Saturday, October 18, 2008


what we think is going to happen influences our experience of what happens. that's not even quantum physics, that's just reality. we're not influencing the actual events (or are we?), just our interpretation of those events.
I call this mindset. defines mindset as: A fixed mental attitude or disposition that predetermines a person's responses to and interpretations of situations.
by "fixed" I take it to mean that one enters a situation or experience with a particular mindset, not that one's mindset is "fixed" into position and always the same. that may be obvious to all of you, but I still felt the need to clarify it, because my discussion here is all about the fact that my mindset changes frequently.

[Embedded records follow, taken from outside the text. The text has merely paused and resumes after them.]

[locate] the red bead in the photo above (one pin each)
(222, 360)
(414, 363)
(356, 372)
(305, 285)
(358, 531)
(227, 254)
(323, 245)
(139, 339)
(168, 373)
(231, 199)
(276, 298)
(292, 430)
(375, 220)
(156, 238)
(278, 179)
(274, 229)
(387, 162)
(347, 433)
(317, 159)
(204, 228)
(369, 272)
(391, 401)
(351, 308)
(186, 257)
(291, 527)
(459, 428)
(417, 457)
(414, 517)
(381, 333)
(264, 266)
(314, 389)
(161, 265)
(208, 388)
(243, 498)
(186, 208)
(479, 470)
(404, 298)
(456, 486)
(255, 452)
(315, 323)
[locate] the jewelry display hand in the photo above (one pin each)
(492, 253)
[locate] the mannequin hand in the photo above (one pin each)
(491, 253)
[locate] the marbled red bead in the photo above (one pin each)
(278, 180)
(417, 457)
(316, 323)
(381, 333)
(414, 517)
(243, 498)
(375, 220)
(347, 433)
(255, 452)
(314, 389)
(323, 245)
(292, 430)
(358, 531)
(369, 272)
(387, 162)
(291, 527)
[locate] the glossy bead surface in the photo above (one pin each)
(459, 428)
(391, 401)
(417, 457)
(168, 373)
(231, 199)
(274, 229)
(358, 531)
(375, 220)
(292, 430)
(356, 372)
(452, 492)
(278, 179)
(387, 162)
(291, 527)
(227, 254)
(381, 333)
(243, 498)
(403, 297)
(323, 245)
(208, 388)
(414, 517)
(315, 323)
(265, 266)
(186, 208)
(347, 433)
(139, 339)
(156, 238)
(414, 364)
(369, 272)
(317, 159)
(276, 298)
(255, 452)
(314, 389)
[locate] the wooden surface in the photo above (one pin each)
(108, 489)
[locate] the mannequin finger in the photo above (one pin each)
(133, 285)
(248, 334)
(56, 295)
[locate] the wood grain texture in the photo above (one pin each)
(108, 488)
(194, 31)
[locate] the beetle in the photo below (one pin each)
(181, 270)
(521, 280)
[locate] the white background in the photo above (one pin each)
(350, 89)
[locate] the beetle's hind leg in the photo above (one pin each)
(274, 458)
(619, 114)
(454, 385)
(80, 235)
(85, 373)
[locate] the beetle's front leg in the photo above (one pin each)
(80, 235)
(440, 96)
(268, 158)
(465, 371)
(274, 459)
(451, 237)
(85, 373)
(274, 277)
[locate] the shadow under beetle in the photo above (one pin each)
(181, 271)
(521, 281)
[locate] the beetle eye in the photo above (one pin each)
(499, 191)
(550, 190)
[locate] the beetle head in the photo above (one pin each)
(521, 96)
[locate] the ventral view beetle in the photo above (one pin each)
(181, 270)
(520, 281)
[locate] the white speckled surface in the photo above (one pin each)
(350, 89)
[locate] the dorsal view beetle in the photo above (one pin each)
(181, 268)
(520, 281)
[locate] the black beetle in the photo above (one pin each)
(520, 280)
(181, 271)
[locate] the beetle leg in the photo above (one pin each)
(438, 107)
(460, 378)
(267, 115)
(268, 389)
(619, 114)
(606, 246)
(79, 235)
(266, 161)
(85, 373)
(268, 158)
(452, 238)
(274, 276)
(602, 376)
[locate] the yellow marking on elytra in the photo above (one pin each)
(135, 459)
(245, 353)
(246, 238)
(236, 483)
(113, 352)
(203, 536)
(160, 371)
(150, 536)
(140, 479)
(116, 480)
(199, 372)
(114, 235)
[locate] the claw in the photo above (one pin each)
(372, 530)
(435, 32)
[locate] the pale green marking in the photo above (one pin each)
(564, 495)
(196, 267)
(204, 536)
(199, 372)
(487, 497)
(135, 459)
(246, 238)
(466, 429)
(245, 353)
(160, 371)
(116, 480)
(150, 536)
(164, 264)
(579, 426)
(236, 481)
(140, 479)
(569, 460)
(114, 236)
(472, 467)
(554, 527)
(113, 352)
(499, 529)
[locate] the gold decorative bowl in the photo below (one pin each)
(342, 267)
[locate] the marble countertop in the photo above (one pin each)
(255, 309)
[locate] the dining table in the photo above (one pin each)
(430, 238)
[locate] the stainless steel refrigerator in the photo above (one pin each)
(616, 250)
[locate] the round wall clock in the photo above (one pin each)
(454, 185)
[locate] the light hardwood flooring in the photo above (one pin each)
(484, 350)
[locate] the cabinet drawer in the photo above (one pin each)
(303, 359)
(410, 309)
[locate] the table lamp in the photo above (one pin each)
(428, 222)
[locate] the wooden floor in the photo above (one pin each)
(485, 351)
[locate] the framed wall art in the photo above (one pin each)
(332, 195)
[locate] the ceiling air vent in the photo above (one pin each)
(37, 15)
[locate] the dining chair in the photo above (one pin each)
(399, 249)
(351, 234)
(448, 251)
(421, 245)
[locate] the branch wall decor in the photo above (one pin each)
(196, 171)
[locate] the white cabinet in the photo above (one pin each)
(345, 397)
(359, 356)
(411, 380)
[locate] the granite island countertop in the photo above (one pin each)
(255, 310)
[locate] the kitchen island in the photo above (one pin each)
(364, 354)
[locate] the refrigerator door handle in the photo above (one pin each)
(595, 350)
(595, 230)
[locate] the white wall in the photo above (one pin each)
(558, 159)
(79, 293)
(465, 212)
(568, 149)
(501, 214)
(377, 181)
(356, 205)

take yesterday for example. I had a certain mindset about my ride: I was going for distance more than difficulty. I planned to ride toward the south, perhaps to sandy, perhaps to draper, along wasatch. which is relatively flat in comparison to riding up big cottonwood. of course mom nature wanted to make it a little more interesting for me, so she threw in a pretty impressive southerly wind. thus my right out was laughably difficult, and my ride back a (forgive the pun) breeze. at times. because, as mom nature loves to do to me, the winds switched direction while I was up at storm mountain and started blowing in from the north from that point on. geez.
anyway, the winds on my way out were about 20 mph (with gust up to 28), and on my way back closer to 10, so my return ride felt much easier than the way out.
about storm mountain: I had to visit a certain spot up at storm mountain, thus thought I would detour and ride the first few miles up big cottonwood on my way home. that place has some kind of pull on my heart. I don't know what it is, but each time I come down the canyon I am stunned by its sudden appearance, and enthralled to the point I can barely ride my bike. while riding up the canyon, the exposed mountain looks so radically different, and I love it, but it just doesn't grab my heart the way it does on my way down. (perhaps because my heart rate is 183 beats per second, I can't breathe, and my legs are on fire.)
but back to mindset. (you thought I'd forgotten, didn't you?)
when I set out on a ride I generally have a fairly firm idea of where I'm going. and I set my mind on that, mentally preparing myself for whatever it may be: a recovery ride, an aggressive climb like millcreek, a long long ride, or a mild but decent climb like emigration. and I find that my mindsets are very different, depending upon what the ride should be like. key word: should.
I don't have to prepare myself too much for emigration; I have to really talk myself into millcreek. when I commit to riding up big cottonwood, I know I'm in for distance (it's 50 miles round trip) and difficulty.
and when I decide I'm just going to ride out south along wasatch, I don't expect it to be too hard. sure, there are a few hills and rises that send my heartrate soaring, but all in all, it's fairly mellow.
so yesterday, although I knew I had the storm mountain climb to accomplish, I had a mindset of "this is a pretty easy ride." in addition, I was only going to ride about 40 miles, which is significantly less than most of my weekend rides for the past four months or so.
I started out, and then quickly discovered I was fighting the wind. I was riding a good 4-6 mph slower than usual, and it was a lot more work than I wanted it to be. and by the time I reached little cottonwood road, I felt beat up. and this was less than 15 miles into my ride!
and this is when I realized so much of cycling is about mindset. during the logan to jackson ride, the first leg ~ to Preston, Idaho ~ is about 35 miles. both years I have reached preston feeling great, ready to ride the next 171 miles. because I knew that was the plan. my mindset was that I would ride 206 miles that day, and I would just do it.
it's hard for me to not analyze and compare thoughts and feelings, and that is what I found myself doing yesterday at little cottonwood road. 15 miles and I am beat up! that's not even half way to preston! what would I do if I had to ride another 191 miles?? what a wimp!
I was sure a lot stronger and tougher 6 weeks ago . . .
which is when I consoled myself with the fact that it's all about mindset. had I committed to riding 100 miles yesterday, I would have felt a lot differently at the 15-mile point. but since I knew it was only going to be a 40-miler, I allowed myself to feel beat-up and incapable of doing anything more than my plan.
I think they call this self-limiting.
I left my house knowing I was going for a relatively mild ride, and thus that's what my brain told my body to prepare for.
so it did.
and therefore, yesterday's lesson for me was this: be careful about the mindset you create for yourself. I did not think that my mindset was defeatist in any way, but I'm coming to understand that it was. it was in that it limited me, caused me to feel less capable than I am. (note: I am thinking deeply about this, and considering its application to my entire way of being.) wow. I have always thought that I possess an optimistic, realistic, positive outlook on life in general, and my participation in it. but perhaps I limit myself more than I ever realized.
in TV announcer's voice: another bit of soul-searching, wisdom-producing insight brought to you by the activity of cycling.

susan's mindset: an open, always flexing, self-adjusting, positive mental attitude or disposition that does not predetermine her responses to and interpretations of situations and experiences.